The coronavirus has made this a lonely time, he said. “I miss everyone, all my friends. Pretty much everyone in my grade I miss, including my teachers. Pretty much all my teachers, I loved them, and they loved me back. Not really having an official goodbye, that really hurt me a lot,” he said.

Principal Mark Pitterson told The Enterprise Tyler has a very strong work ethic. He said, “Once he knows what he has to do, he devotes himself entirely to the task.” He added, “He usually gets very emotional if he falls short of his goal, but he quickly bounces back and sets his mind on what comes next.”

As an example, Pitterson recalled a soccer game during the 2018-19 season. Tyler played goalie, as usual, and the team lost in overtime when Tyler conceded a goal. Tyler became visibly upset, the principal said.

Later that same evening, however, Pitterson saw Tyler in the stands at a varsity basketball game, cheering louder than anyone else. “It was great to see that he was able to not allow one adversity to define him or ruin his day,” Pitterson said, adding that he admired Tyler even more as an athlete that day.

The principal called Tyler “perhaps one of the most loved students at BKW Secondary” and “a very funny guy who likes to make others laugh.”

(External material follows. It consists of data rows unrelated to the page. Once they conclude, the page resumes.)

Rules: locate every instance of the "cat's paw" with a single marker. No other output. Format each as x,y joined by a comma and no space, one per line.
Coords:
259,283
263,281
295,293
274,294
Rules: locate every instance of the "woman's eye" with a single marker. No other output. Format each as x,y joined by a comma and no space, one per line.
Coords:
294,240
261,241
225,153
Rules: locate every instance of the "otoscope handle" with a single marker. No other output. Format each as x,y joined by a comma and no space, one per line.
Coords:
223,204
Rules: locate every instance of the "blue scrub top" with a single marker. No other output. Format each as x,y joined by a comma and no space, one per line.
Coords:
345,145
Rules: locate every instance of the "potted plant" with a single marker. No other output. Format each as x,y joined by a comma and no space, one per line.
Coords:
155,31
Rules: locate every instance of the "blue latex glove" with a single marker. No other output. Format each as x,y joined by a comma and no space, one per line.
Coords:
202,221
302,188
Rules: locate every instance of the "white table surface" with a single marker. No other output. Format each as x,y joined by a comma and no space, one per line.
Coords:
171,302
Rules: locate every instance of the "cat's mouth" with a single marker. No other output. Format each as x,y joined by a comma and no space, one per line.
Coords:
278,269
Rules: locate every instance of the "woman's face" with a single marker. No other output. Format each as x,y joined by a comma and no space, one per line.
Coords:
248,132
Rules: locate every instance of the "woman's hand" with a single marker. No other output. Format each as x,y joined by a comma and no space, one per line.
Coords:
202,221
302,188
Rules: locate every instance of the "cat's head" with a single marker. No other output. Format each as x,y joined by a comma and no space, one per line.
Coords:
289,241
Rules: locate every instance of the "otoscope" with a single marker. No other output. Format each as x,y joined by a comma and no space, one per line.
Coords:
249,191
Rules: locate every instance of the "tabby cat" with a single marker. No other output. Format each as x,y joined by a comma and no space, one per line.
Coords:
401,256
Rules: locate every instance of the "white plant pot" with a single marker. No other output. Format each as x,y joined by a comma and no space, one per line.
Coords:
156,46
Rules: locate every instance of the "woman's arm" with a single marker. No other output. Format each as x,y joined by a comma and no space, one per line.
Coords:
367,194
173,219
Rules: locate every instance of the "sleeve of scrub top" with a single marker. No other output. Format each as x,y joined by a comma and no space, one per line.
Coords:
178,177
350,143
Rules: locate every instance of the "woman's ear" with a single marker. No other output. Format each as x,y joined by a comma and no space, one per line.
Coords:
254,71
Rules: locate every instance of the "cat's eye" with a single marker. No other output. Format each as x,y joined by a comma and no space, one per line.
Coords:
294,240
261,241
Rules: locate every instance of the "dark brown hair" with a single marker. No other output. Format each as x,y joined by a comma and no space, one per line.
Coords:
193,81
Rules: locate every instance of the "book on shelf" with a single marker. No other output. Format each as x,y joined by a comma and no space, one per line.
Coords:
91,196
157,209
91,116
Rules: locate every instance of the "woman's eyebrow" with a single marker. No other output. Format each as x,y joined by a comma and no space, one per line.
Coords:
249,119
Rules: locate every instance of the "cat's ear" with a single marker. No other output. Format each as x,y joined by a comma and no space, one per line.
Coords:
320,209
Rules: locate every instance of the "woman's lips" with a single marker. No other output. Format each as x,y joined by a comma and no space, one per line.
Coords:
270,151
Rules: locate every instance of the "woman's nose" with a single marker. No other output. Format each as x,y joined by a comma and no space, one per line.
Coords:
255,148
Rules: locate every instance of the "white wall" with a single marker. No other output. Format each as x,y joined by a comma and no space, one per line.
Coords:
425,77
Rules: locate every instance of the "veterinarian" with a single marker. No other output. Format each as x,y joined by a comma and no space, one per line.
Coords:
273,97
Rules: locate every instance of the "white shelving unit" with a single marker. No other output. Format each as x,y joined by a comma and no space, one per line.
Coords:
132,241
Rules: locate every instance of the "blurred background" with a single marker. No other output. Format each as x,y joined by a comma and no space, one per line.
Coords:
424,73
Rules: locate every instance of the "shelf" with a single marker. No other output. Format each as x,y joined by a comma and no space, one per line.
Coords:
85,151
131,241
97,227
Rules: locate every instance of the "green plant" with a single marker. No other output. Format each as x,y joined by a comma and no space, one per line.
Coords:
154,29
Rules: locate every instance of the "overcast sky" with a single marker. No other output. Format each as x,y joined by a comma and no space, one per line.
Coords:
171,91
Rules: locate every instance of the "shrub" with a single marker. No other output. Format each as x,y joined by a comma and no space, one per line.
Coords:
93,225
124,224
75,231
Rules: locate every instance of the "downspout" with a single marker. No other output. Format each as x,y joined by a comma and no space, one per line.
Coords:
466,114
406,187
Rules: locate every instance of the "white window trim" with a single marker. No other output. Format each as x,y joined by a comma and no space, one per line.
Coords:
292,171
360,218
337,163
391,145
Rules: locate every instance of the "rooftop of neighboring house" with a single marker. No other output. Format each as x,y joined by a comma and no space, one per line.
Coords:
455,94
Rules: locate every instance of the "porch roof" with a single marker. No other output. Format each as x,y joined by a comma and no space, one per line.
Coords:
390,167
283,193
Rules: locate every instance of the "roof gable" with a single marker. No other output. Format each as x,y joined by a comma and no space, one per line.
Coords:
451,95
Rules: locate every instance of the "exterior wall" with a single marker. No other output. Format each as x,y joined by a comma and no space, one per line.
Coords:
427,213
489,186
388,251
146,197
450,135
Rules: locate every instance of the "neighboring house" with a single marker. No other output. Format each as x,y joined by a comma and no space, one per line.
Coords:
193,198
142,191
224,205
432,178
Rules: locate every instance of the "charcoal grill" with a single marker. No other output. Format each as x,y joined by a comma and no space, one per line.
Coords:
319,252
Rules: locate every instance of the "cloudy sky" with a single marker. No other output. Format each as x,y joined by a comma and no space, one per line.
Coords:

The district’s superintendent, Timothy Mundell, told The Enterprise that Tyler has had poise in the face of adversity and demonstrates compassion for those around him.

Tyler told The Enterprise he didn’t mind doing his classwork online the last few months. His teachers allowed more time to complete assignments than before the pandemic.

What he did miss, though, were the in-class discussions. “Like in class, a kid will ask a question, and then it intrigues me, and I’ll want to know as well. You can’t get that with online.”

Tyler has adjusted his thinking about the future now to embrace his own Plan B, with hopes of still shifting back to his original plan. He will attend Hudson Valley Community College for a year, studying to be a dental assistant.

There are many dentists in his family, he said, and he likes the atmosphere of those offices and can imagine himself there, helping patients to feel more comfortable in their visits. He hopes to take general courses at HVCC that he can then transfer to Oneonta’s education program in the fall of 2021.

He worries about the year off and whether he will be able to make Oneonta’s wrestling team a year from now. He plans to try out for HVCC’s soccer team, to keep fit, and will join a wrestling club in Troy, to try to maintain his skills over the next year.

His mother has told him all his life, Tyler said, to make every loss a learning opportunity, and he takes those words to heart.

The pandemic won’t stop him from pursuing what he wants to be, Tyler said. “It will just drive me to be even better than before,” he said.      

He takes a long view, for a young man.

“I want to have a great future, and have fun when I retire,” he concluded. “And what I do every day is push myself to make sure I’m on the right track.”